Банкир попытался в немногих словах изложить злоключения Гуччо. Но Бувилль слушал рассеянно. Он торопился, ему необходимо было срочно возвратиться в Венсенн, и, кроме того, он упорно держался за свою мысль назначить Гуччо стражем королевы. Толомеи предпочел бы для своего племянника менее видный пост, а главное, более удаленный от Парижа. Нельзя ли убрать его от людских глаз, пусть пока состоит при какой-нибудь важной духовной особе, например, при кардинале...
– Что ж, тогда давайте отправим его к кардиналу Дюэзу. Скажите Гуччо, пусть прибудет ко мне в Венсенн, откуда я теперь не двинусь. Он мне изложит свое дело... Ах да, вот что мне пришло в голову! Он может оказать мне большую услугу... Пускай поторопится, я жду.
Через несколько часов три гонца тремя разными дорогами уже скакали в Лион.

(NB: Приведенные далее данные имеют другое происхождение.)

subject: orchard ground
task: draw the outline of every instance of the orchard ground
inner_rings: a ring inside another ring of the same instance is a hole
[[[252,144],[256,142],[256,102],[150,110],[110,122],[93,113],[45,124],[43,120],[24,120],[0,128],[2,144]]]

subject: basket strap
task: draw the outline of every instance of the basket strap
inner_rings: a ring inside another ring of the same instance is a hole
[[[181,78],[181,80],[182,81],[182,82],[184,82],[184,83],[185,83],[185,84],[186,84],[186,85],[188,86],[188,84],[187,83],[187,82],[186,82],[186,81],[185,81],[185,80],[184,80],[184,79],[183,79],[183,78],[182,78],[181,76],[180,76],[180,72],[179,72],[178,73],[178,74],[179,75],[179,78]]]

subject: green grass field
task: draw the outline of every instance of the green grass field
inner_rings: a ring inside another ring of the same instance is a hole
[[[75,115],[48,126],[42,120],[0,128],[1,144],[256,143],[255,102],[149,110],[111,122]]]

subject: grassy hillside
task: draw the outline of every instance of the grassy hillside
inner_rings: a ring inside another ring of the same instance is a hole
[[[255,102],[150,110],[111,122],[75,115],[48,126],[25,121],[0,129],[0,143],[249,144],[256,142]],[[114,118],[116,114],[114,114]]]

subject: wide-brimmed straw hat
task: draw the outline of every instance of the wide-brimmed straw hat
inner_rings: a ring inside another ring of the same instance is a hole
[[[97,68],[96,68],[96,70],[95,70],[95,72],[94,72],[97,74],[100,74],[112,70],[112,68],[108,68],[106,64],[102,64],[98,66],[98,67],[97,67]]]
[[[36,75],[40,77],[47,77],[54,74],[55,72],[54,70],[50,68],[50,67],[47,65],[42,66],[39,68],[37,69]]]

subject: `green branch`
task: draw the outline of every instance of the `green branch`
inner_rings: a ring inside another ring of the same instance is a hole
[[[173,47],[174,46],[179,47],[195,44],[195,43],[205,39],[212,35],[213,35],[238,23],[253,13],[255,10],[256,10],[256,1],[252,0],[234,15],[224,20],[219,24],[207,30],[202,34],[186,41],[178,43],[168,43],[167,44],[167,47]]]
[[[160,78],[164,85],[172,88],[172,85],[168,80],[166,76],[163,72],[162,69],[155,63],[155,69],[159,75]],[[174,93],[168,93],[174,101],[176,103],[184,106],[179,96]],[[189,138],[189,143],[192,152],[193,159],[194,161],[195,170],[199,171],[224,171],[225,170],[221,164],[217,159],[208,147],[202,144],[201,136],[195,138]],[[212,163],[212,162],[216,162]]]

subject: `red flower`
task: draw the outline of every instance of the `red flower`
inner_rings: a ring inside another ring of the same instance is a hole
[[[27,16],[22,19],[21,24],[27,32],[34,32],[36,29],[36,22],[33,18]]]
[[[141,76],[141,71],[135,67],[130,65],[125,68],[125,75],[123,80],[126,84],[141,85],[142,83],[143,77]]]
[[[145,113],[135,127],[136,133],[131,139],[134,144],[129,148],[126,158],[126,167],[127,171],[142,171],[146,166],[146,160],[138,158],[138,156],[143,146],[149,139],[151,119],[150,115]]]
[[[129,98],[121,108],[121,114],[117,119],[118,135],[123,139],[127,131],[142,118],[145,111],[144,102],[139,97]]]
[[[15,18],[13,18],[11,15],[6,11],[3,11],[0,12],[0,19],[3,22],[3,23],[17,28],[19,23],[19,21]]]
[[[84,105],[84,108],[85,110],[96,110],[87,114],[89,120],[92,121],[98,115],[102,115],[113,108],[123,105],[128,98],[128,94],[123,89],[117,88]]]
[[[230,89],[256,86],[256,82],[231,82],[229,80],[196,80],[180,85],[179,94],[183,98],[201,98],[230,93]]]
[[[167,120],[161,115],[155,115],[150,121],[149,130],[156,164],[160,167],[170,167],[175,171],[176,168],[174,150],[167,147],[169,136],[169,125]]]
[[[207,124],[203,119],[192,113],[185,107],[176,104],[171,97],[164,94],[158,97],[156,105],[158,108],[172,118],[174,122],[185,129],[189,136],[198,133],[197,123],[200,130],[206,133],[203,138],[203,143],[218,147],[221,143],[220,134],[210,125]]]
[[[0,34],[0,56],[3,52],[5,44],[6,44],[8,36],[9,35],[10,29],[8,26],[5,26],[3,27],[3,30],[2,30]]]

Первый гонец, в камзоле с гербами Франции, скакал по «главной дороге», как тогда говорили, то есть через Эссон, Монтаржи и Невер, и вез послание графа Валуа, извещавшего графа Пуатье, во-первых, о кончине государя и, во-вторых, о единодушном решении Совета назначить его, Карла, правителем королевства.
Второй гонец, с гербом графа д'Эвре, ехавший по «прогулочной дороге» – через Провен и Труа, – должен был сделать остановку в Дижоне у герцога Бургундского. Врученная ему грамота была иного содержания.
А третий гонец в ливрее графа де Бувилль, следовавший по «короткой дороге» – через Орлеан, Бурж и Роанн, – был Гуччо Бальони. Официально его отрядили к кардиналу Дюэзу. Но изустно велели сообщить графу Пуатье, что брат его по подозрениям врачей был отравлен и что необходимо зорко охранять королеву.
На трех этих дорогах решались ныне судьбы Франции.